The profit of GMG jumped to Tk 79 crore in 2010 without any discernible reason, and it showed a golden dream to the public by offering Tk 300 crore in a private sale at a 400 percent premium with the promise that it would soon be traded on the stock markets. New planes would be bought and GMG would fly to new skies.

None of them happened though. The Securities and Exchange Commission discovered financial fraud in the company’s books and found its profits fictitious. It did not allow GMG to offer IPOs. Those who bought its shares in private placements never got back their money.

Sonali Bank, which lent GMG Tk 247 crore with a guarantee from Beximco, also never got back its money.

Salman successfully halted a move by Sonali Bank to auction his and his brother’s property in 2016 for the failure of GMG Airlines to repay loans.

RUINED DEBENTURES MARKET

Salman is still accused of ruining the debentures market in Bangladesh as he delayed the repayment of around Tk 100 crore in funds that he raised in the 1990s.

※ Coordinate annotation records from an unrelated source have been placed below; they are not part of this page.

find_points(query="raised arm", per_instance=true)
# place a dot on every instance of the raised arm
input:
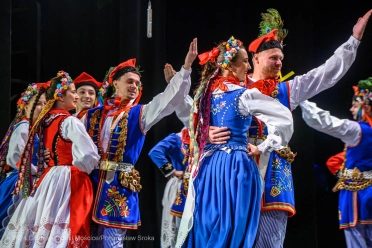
(321, 120)
(327, 75)
(84, 151)
(174, 94)
(277, 118)
(183, 111)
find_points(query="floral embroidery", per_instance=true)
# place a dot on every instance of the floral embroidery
(112, 191)
(178, 200)
(216, 109)
(116, 204)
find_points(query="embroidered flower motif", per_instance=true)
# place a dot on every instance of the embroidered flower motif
(104, 212)
(281, 175)
(125, 212)
(217, 108)
(121, 200)
(116, 204)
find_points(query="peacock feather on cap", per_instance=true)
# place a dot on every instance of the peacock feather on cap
(272, 20)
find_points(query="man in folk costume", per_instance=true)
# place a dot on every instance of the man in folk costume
(118, 129)
(354, 168)
(267, 50)
(169, 156)
(90, 93)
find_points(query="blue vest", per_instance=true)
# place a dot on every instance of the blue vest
(278, 192)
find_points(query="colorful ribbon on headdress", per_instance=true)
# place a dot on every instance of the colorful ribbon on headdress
(199, 121)
(209, 56)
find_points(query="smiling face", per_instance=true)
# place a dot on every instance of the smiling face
(87, 97)
(70, 98)
(127, 86)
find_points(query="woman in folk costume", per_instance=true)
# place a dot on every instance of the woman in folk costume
(56, 208)
(223, 201)
(29, 107)
(355, 172)
(90, 93)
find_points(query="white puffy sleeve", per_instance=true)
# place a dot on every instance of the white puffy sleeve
(84, 151)
(17, 144)
(321, 120)
(168, 101)
(325, 76)
(277, 118)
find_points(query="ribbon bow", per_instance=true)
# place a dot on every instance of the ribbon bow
(211, 55)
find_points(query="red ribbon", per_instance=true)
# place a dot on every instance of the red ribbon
(211, 55)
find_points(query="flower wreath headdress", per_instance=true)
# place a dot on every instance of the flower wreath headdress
(32, 89)
(232, 47)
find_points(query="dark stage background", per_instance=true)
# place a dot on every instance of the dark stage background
(38, 38)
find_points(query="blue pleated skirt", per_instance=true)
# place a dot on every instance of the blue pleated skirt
(227, 203)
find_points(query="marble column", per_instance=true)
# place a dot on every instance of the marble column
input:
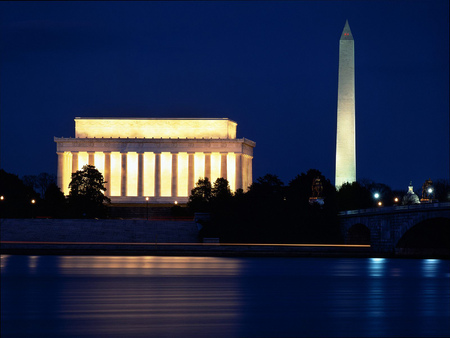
(123, 180)
(157, 174)
(91, 155)
(238, 171)
(191, 172)
(140, 174)
(223, 165)
(250, 170)
(174, 174)
(59, 177)
(108, 173)
(208, 165)
(74, 161)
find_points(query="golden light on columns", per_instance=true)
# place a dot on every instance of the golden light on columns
(166, 174)
(132, 173)
(183, 175)
(66, 172)
(161, 158)
(199, 166)
(99, 162)
(215, 166)
(231, 170)
(149, 173)
(83, 159)
(116, 174)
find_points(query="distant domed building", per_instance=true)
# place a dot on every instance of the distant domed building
(410, 197)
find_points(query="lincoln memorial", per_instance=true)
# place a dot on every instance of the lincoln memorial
(157, 158)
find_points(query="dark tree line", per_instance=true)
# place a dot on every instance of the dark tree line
(269, 212)
(273, 212)
(86, 198)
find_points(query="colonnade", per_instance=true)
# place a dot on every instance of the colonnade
(157, 174)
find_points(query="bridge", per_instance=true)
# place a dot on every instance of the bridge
(387, 229)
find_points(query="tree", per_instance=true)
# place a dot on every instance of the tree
(353, 196)
(54, 202)
(442, 190)
(86, 195)
(200, 196)
(17, 197)
(39, 182)
(221, 190)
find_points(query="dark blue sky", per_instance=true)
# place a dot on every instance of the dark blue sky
(270, 66)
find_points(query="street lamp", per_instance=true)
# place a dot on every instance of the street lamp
(33, 201)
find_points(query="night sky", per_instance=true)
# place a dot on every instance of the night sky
(270, 66)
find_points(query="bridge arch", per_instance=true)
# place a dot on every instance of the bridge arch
(427, 233)
(358, 234)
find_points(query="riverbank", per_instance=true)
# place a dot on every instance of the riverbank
(159, 238)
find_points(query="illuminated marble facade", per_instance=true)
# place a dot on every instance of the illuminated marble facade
(345, 139)
(157, 158)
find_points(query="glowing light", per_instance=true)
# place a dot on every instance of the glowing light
(149, 174)
(116, 173)
(199, 166)
(215, 167)
(155, 128)
(83, 159)
(99, 162)
(231, 170)
(132, 173)
(166, 174)
(183, 167)
(66, 172)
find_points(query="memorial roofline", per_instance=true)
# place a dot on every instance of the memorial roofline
(156, 118)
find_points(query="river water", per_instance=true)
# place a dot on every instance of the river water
(97, 296)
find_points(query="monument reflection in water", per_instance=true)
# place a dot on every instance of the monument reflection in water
(52, 296)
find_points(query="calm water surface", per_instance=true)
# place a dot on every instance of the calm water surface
(73, 296)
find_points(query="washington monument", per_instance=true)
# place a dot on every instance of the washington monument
(345, 140)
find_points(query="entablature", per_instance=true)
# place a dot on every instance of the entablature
(155, 145)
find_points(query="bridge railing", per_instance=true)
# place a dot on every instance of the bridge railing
(427, 206)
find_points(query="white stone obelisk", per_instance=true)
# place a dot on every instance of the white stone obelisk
(345, 140)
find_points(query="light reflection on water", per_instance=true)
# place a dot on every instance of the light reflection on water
(98, 296)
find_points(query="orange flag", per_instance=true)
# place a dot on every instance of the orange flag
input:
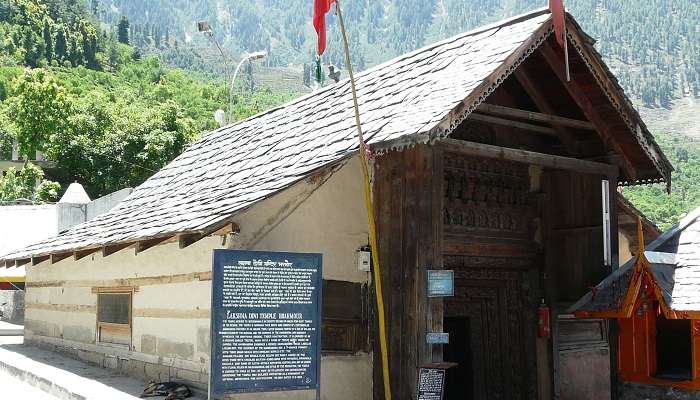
(321, 8)
(556, 7)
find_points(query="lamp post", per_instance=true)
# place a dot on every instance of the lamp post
(258, 55)
(205, 28)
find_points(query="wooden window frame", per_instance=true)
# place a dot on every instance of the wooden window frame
(122, 329)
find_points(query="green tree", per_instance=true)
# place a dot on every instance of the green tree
(48, 41)
(27, 184)
(61, 46)
(123, 30)
(39, 109)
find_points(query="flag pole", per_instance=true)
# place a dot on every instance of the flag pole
(370, 216)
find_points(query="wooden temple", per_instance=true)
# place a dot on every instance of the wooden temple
(654, 301)
(488, 161)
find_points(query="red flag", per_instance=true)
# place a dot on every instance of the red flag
(321, 8)
(556, 7)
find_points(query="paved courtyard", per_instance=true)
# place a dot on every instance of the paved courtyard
(29, 373)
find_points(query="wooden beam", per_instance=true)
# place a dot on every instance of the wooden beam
(535, 91)
(113, 248)
(529, 157)
(187, 239)
(475, 116)
(226, 229)
(56, 257)
(22, 261)
(144, 245)
(39, 259)
(503, 111)
(576, 92)
(78, 254)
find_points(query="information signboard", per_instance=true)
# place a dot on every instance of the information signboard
(266, 309)
(431, 384)
(441, 283)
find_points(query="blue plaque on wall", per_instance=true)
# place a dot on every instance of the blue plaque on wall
(441, 283)
(265, 321)
(437, 338)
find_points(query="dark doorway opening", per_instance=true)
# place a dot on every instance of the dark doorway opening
(459, 383)
(673, 349)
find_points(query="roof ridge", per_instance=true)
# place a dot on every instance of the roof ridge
(480, 29)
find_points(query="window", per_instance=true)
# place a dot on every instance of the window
(674, 354)
(114, 317)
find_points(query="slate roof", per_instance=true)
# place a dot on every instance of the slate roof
(416, 98)
(675, 262)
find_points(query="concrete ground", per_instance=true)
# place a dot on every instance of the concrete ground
(55, 376)
(8, 329)
(13, 388)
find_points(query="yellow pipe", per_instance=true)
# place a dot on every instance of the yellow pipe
(370, 218)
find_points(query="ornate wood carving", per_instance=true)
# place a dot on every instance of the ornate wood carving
(486, 197)
(496, 294)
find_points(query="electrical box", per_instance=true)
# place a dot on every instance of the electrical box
(364, 259)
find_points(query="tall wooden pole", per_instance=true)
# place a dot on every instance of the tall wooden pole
(370, 217)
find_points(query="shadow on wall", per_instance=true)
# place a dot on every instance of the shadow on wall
(12, 306)
(637, 391)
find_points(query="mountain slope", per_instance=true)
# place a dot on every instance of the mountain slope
(652, 45)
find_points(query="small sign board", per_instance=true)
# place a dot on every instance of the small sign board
(437, 338)
(431, 384)
(265, 321)
(441, 283)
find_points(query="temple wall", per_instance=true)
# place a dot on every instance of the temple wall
(172, 288)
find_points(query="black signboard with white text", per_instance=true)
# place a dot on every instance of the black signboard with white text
(431, 384)
(266, 309)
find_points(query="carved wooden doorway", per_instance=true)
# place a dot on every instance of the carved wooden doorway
(488, 230)
(489, 300)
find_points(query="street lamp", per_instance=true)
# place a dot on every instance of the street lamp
(205, 28)
(258, 55)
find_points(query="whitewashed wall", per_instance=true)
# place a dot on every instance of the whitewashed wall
(170, 337)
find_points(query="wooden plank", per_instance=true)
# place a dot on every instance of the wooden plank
(187, 239)
(536, 94)
(144, 245)
(113, 248)
(548, 117)
(576, 91)
(56, 257)
(78, 254)
(436, 304)
(39, 259)
(529, 157)
(475, 116)
(22, 261)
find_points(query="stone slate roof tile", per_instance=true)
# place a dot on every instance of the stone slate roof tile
(678, 275)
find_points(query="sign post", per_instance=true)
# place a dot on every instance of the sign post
(265, 322)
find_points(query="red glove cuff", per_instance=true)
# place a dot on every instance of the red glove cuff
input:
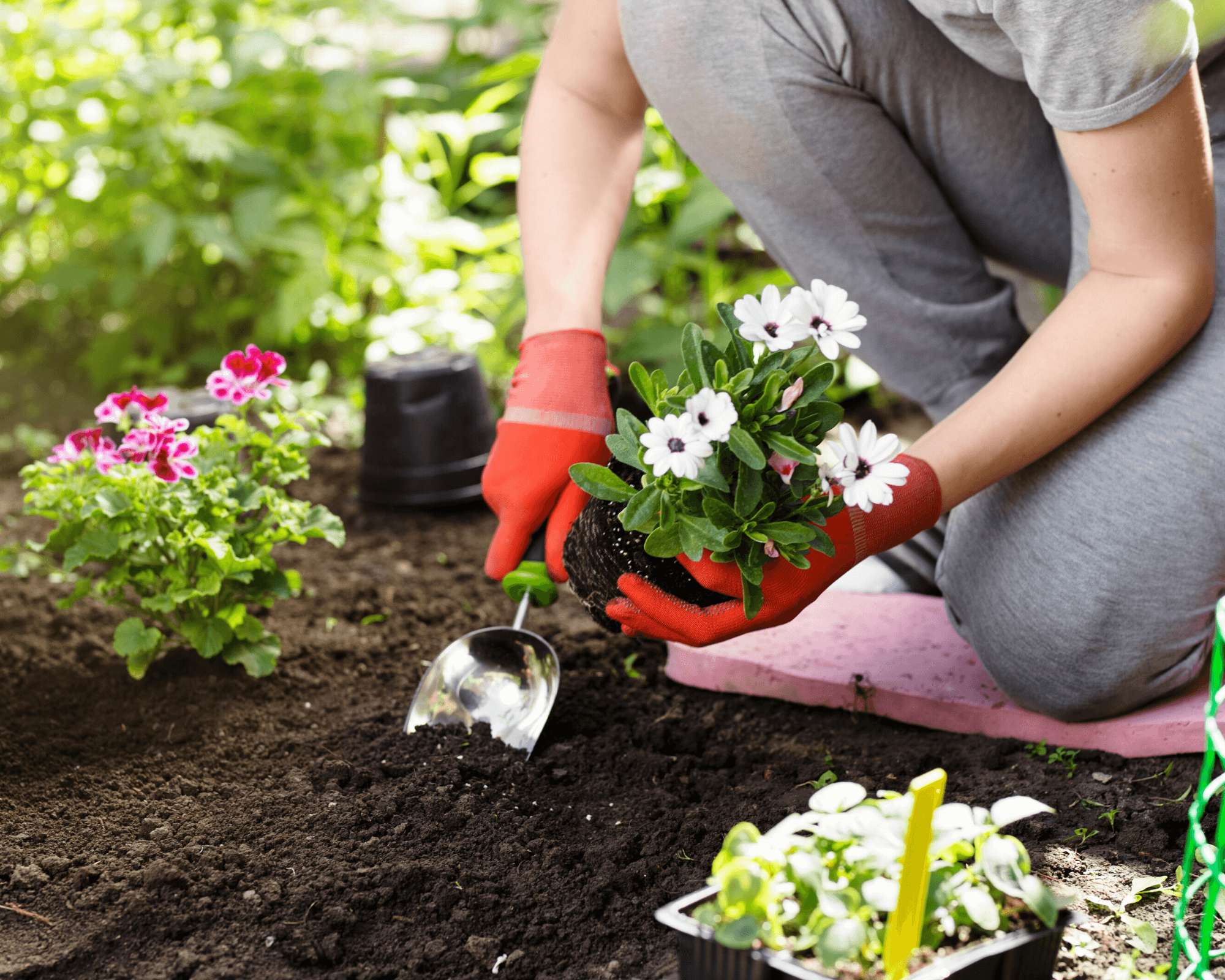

A debenture is a type of debt instrument that is unsecured by collateral and investors rely on the creditworthiness and reputation of the issuer while corporations and governments issue debentures to raise capital or funds and pay interest for holding the debentures.

Beximco issued four debentures in 1994-95 for a tenure of 10 years. Although their tenure ended in 2004 and 2005, the issuer did not repay the funds to investors until 2021.

As Beximco was preparing to issue sukuk to raise Tk 3,000 crore in the same year, the company’s debenture default issue came to a head. Public criticism by investors prompted the SEC to order the company to repay the dues. Beximco repaid the funds 15 years after the cut-off time.

BOND MARKET

Beximco issued the country’s largest sukuk in 2021 through which it raised Tk 3,000 crore. Salman used his political leverage for the bond sales. No banks and non-banks were interested in subscribing to the bonds.

Salman pressurised institutional investors to park money in his company’s sukuk, with some banks hesitatingly investing a low amount. So, the SEC had to extend the subscription time at least twice.

Salman went as far as to “force” Bangladesh Bank to change rules so that banks can invest in sukuk by borrowing funds from a scheme designed only for the stock market, not for shariah-compliant bonds.

His company has never admitted wrongdoing, but people familiar with the issue say the central bank was forced to issue a circular allowing the banks to invest borrowed funds in sukuk.